In Madhya Pradesh, the gains of the Congress are even more remarkable than what the aggregate figures suggested: Not only has the party doubled the number of its seats, but this achievement is even more interesting when scrutinised at the local level.
First, the Congress has swept the polls in areas which used to be the BJP’s strongholds, including Malwa, the oldest bastion of the Hindutva forces where the Jana Sangh had carved out its first base and from where stalwarts of the BJP had been elected — including AB Vajpayee and Shivraj Chouhan who had won in Vidisha, a seat now lost to the Congress.
Second, the Grand Old Party has doubled the number of Scheduled Tribe seats, jumping from 15 to 30, including in regions where the BJP used to be strong like Khargone, the constituency of former Chief Minister Kailash Joshi.
Thirdly, and more importantly, while the performance of the Congress has much to do with its inroads in rural Madhya Pradesh — it bagged 78 of the 148 rural seats — it has almost caught up with the BJP in urban constituencies, which is probably the most unexpected result: It won 33 of the 82 urban seats.
How can we explain this “success story” that took place in spite of Chouhan visiting each district at least twice during the election campaign — he has held more than 300 meetings in all?

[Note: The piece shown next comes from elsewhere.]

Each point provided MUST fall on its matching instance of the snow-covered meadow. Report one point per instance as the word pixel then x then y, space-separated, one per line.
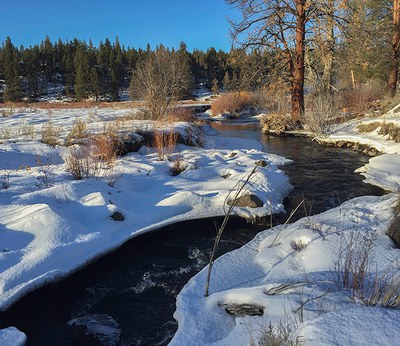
pixel 286 278
pixel 51 225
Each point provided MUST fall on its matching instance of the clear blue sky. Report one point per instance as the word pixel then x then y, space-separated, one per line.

The BJP has been badly affected by the anti-incumbency effect that was bound to unfold after three terms. But for good reasons: The peasantry had been neglected in such a way that protests had multiplied in 2017, as evident from the Mandsaur district incidents last year; even more than the farmers, if we go by the Lokniti-CSDS-ABP survey of November last, the BJP had alienated the farm labourers who, after the reduction of the MGNREGA scheme, resented joblessness the most, the number one issue for everybody according to the survey; the tribals had also been at the receiving hand of the BJP’s policy vis-à-vis access to forest products and land. The government had not handled the caste issue very well either: On the one hand, it wanted to reassure the SC/STs after the dilution of the anti-atrocities act by the Supreme Court, on the other hand, it tried to resist the counter-mobilisation of the upper castes who got organised under the banner of the SAPAKS (Samanya Pichda Varg Alpsankhyak Karmachari Sangathan) and were behind the Savarna Bharat Bandh in September last.

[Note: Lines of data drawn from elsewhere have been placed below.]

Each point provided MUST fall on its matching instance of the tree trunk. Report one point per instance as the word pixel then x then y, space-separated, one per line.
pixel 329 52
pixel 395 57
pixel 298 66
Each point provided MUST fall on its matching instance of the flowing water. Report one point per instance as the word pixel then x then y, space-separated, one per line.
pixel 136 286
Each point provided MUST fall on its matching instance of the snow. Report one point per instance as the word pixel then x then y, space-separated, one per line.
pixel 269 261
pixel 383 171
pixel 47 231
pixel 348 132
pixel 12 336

Madhya Pradesh has been one of the states where Dalits mobilised the most intensely in reaction to the Supreme Court’s judgement, their protest resulting in police repression that caused eight casualties in Gwalior area in April last. The Lokniti-CSDS-ABP survey showed that the controversy over the SC/ST Act was “a very important election issue” for 50 per cent of the upper caste interviewees, 53 per cent of the Dalit interviewees and 62 per cent of the Adivasis. It also mentioned that corruption was a particularly salient issue in MP, the Vyapam state, compared to Rajasthan and Chhattisgarh.
This analysis needs to be qualified, though. First, the resilience of Chouhan after three terms is exceptional: After all, the BJP and Congress got the same percentage of the valid votes and the BJP lagged behind the Congress by only five seats. Second, the Congress won this election as much as the BJP lost it, as is evident from the impact of the party’s unity (in a state known for Congress factionalism), the effectiveness of Jyotiraditya Scindia’s campaigning and the relevance of Rahul Gandhi’s tactic, including his promises to waive farmers’ loans and his attacks on the BJP’s alleged corruption and demonetisation — as well as his visits to Hindu temples that deprived the BJP of its claim to solely represent the majority community, a move that did not prevent Kamal Nath from relating to Muslims directly. Incidentally, according to the Lokniti-CSDS-ABP survey, Rahul Gandhi was more popular in MP than in the other states which went to polls this time.
Can this scenario be a blueprint for 2019? Here, many “ifs” need to be factored in.
First, Rahul Gandhi, whose authority over the party — and on the Indian political scene at large — has suddenly increased, will have to contain the return of factionalism after the appointment of the chief minister, a decision that will inevitably result in frustrations and resentments. The chief architect of the Congress’ campaign in his capacity as MPCC president, Kamal Nath, is not as popular as Jyotiraditya Scindia in the state.
Secondly, the element of anti-incumbency that worked in favour of the Congress will have vanished. One implication of this development will be in respect to the shifting of supporters of BSP and other small parties like the Jai Adivasi Yuva Shakti that could not attract tribal voters in large numbers: While they sided with the Congress so as not to waste their vote this time, they may not feel the same way in 2019 — one more good reason for the Congress to tie up with the BSP next year, if this is not yet done. The Lokniti-CSDS-ABP survey shows that 56 per cent of “the BSP leaning voters” wanted a tie-up between the BSP and Congress before the elections.